Ghana’s decision to ban pension funds from investing in foreign markets has sparked intense debate, with executives arguing that the restriction is counterproductive and limits their ability to hedge risks and diversify portfolios. The ban, implemented to reduce pressure on the cedi currency, has raised concerns about the long-term growth and diversification of Ghana’s pension fund industry.
Impact on Pension Funds
– Limited Diversification: Pension fund managers say the ban restricts their ability to invest in foreign assets, making it challenging to manage risks and achieve returns.
– Currency Concerns: The ban aims to stabilize the cedi, but executives argue it may ultimately harm the currency by limiting investment opportunities.
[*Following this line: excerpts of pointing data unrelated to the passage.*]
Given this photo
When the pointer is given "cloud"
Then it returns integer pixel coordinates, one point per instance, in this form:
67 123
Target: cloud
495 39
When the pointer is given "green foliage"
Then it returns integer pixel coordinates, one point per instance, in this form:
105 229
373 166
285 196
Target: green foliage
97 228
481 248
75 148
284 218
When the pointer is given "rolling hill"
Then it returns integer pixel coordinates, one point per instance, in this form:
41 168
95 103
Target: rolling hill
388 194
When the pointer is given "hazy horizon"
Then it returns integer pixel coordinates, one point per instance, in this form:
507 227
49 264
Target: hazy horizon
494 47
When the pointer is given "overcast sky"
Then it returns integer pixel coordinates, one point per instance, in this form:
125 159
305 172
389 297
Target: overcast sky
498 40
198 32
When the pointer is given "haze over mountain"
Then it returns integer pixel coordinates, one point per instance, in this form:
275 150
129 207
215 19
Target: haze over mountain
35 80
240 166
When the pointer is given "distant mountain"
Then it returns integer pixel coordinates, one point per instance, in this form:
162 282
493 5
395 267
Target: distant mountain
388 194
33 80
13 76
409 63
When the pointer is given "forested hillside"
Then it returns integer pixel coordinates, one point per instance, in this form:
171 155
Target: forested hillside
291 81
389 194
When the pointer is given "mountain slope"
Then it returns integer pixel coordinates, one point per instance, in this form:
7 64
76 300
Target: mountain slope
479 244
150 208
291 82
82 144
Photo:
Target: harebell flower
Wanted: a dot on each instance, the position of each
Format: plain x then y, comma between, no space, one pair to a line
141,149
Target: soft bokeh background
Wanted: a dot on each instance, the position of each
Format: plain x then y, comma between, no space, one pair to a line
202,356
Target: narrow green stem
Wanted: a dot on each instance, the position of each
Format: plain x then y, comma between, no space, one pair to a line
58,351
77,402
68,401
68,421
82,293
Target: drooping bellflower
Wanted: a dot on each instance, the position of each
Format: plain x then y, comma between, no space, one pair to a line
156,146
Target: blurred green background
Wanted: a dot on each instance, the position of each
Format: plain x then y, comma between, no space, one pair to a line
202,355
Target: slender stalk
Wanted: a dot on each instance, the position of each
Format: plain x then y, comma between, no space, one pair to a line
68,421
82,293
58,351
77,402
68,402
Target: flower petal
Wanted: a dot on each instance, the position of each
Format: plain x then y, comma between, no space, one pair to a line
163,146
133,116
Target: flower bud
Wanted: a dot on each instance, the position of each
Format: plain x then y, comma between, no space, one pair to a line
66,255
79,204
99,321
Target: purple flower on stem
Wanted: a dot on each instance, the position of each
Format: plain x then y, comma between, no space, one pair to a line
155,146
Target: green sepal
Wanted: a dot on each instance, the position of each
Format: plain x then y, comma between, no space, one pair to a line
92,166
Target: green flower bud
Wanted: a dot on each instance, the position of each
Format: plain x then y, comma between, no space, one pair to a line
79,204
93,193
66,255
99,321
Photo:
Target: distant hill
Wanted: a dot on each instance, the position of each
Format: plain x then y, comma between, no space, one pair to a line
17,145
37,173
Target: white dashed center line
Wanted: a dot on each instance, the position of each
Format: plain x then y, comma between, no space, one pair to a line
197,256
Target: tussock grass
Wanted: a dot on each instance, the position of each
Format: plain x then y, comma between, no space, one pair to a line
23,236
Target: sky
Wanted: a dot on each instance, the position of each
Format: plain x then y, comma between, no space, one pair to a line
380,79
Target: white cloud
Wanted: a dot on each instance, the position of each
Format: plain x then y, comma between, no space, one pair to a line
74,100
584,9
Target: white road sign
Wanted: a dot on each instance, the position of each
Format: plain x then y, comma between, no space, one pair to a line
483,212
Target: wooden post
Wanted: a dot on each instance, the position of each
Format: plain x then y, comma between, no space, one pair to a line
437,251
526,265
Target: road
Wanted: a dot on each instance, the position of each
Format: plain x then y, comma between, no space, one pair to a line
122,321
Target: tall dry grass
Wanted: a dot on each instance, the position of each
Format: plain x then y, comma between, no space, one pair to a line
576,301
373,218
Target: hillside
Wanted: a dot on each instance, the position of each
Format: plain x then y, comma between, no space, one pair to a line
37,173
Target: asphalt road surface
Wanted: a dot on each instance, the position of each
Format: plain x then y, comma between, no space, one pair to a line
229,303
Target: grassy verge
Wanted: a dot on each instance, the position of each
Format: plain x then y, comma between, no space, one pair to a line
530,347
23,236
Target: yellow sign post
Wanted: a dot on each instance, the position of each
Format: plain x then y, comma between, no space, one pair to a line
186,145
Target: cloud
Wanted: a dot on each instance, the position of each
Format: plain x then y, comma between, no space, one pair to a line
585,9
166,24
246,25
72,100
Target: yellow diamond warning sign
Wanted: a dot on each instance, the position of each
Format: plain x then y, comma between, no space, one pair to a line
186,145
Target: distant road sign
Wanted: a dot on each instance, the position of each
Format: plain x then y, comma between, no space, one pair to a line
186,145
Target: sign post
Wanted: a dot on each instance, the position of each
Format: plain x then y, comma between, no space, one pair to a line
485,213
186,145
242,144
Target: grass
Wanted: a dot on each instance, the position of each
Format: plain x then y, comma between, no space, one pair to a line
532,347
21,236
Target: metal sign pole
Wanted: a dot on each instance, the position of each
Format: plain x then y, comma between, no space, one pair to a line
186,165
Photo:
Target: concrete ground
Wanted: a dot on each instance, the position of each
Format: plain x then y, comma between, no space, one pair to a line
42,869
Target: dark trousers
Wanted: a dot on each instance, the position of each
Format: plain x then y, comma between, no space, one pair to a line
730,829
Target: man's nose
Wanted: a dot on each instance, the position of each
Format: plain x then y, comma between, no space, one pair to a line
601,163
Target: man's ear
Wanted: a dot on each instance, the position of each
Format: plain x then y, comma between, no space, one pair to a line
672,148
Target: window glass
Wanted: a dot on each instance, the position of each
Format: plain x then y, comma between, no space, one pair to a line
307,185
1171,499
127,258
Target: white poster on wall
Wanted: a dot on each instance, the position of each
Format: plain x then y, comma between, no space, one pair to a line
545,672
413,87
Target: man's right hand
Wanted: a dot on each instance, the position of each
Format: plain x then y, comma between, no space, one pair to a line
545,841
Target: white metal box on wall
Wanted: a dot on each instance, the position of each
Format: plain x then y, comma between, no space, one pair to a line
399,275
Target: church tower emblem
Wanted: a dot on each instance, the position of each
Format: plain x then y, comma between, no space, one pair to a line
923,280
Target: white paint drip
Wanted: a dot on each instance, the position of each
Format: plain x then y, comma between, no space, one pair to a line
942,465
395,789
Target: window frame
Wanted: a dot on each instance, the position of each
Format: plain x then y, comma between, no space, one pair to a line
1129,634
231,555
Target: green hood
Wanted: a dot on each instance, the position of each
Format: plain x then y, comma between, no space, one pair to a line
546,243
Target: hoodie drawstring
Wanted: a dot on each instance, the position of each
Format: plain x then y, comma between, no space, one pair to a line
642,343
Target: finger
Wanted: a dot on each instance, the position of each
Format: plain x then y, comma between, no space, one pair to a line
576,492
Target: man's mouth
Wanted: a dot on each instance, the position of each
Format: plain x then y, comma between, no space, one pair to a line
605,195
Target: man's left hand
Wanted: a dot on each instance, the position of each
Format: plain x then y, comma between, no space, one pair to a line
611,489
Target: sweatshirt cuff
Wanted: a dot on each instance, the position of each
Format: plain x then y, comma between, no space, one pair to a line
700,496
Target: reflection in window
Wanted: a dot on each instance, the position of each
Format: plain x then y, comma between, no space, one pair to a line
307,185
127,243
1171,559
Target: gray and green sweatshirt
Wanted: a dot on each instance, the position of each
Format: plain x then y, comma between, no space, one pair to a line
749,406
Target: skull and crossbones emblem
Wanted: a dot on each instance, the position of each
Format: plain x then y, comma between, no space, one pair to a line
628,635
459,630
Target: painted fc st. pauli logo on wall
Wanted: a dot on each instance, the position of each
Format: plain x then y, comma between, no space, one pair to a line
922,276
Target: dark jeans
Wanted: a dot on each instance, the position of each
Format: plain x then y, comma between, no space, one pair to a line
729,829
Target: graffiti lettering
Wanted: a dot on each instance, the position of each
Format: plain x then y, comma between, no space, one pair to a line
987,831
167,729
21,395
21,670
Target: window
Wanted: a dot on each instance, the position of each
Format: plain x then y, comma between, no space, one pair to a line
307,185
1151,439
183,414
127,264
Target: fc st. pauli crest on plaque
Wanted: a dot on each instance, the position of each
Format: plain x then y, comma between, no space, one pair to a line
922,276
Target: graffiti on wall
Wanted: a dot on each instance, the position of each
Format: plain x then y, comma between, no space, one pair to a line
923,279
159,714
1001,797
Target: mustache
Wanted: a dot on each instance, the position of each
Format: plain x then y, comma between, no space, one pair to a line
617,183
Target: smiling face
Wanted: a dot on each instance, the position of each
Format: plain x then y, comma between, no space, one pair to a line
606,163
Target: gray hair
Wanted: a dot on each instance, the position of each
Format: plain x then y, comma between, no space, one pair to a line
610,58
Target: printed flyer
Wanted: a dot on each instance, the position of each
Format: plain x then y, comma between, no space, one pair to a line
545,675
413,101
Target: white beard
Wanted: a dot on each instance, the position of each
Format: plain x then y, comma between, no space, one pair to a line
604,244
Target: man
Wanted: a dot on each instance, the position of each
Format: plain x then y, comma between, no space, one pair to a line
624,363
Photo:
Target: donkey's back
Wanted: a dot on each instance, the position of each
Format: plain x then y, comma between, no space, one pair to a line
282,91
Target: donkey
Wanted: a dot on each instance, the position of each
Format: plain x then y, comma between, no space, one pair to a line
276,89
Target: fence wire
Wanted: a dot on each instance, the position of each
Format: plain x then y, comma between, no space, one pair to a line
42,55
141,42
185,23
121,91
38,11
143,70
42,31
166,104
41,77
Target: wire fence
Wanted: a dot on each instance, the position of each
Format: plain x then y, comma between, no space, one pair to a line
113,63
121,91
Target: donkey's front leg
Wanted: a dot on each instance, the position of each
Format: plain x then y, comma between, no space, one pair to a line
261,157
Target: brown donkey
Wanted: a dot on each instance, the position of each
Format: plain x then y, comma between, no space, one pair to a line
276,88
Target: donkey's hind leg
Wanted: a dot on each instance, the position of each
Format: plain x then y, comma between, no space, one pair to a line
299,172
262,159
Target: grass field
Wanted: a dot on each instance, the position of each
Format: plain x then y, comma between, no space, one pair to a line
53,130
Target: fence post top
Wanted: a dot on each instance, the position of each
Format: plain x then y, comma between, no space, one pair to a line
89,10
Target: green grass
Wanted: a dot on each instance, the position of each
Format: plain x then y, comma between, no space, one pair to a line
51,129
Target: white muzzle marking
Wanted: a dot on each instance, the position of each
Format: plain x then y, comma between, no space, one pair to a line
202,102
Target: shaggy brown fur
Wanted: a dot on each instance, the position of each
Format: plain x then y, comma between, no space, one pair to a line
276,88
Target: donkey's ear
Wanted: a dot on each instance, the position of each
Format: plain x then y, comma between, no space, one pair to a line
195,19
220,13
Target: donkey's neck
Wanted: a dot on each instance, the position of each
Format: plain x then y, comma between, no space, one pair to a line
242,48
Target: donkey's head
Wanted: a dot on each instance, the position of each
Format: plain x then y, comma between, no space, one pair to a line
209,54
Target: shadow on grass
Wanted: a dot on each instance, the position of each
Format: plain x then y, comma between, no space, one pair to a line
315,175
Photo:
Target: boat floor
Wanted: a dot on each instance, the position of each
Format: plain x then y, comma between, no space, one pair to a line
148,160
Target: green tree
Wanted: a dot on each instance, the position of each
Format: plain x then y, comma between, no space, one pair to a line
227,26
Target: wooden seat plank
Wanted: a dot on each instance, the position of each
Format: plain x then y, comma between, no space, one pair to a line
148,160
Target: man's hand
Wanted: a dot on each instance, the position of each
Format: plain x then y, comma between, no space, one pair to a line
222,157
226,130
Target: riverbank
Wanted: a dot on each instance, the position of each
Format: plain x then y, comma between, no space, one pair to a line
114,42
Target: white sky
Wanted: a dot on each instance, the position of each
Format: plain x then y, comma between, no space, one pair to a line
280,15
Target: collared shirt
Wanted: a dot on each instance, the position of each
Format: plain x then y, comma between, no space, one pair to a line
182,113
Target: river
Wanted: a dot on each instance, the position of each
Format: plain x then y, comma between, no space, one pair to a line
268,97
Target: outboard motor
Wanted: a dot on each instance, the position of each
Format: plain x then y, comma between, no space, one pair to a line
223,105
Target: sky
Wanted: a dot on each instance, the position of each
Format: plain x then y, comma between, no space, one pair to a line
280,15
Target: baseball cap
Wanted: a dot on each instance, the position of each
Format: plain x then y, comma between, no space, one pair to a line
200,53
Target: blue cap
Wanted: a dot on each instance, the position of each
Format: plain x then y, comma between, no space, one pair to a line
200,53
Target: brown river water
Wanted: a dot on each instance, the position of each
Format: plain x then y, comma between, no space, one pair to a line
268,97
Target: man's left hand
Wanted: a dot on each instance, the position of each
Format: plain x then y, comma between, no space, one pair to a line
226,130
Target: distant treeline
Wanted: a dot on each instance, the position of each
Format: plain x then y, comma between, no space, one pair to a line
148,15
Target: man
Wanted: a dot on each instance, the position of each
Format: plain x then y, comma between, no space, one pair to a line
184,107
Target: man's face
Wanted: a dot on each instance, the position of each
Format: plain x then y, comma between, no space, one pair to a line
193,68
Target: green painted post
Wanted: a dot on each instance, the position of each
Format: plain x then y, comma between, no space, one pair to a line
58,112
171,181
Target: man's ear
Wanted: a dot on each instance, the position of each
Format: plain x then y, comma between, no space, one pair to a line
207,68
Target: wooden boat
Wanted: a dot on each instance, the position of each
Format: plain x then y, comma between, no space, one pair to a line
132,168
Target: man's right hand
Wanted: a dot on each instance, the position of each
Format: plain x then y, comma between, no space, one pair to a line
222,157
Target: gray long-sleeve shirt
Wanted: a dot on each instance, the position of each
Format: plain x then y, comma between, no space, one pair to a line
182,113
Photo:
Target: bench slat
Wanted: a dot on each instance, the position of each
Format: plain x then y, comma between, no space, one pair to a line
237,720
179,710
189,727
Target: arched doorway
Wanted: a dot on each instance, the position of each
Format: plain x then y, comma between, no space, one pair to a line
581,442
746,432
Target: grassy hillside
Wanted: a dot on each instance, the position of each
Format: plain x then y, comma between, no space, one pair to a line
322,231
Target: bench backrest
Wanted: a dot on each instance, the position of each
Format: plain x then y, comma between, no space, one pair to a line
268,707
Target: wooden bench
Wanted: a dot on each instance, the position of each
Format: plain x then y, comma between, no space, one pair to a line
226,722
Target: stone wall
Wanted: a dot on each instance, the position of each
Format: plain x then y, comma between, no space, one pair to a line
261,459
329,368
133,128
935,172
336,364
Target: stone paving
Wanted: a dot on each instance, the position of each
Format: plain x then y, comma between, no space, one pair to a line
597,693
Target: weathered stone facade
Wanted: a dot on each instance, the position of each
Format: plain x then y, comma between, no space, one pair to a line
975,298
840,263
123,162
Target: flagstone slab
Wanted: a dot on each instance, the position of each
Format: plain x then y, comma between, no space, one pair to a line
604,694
– Regional Comparison: Countries like Kenya, South Africa, and Botswana allow pension funds to invest in foreign markets, achieving greater stability in their foreign exchange rates.
Industry Response
– Industry Lobby: The Chamber of Pension Trustees of Ghana is pushing for the ban to be lifted, citing the need for geographic diversification in pension fund management.
– Pension Fund Growth: Despite the ban, Ghana’s pension assets grew to 86.23 billion Ghanaian cedi ($6.93 billion) at the end of 2024, up from 61.8 billion cedi in 2023.
Government’s Stance
– Economic Stability: The government prioritizes protecting domestic liquidity and stabilizing the cedi, which depreciated by 25% against the US dollar this year.
– Regulatory Discussions: The National Pensions Regulatory Authority (NPRA) is engaging with industry stakeholders to clarify rules and valuation criteria for offshore investments.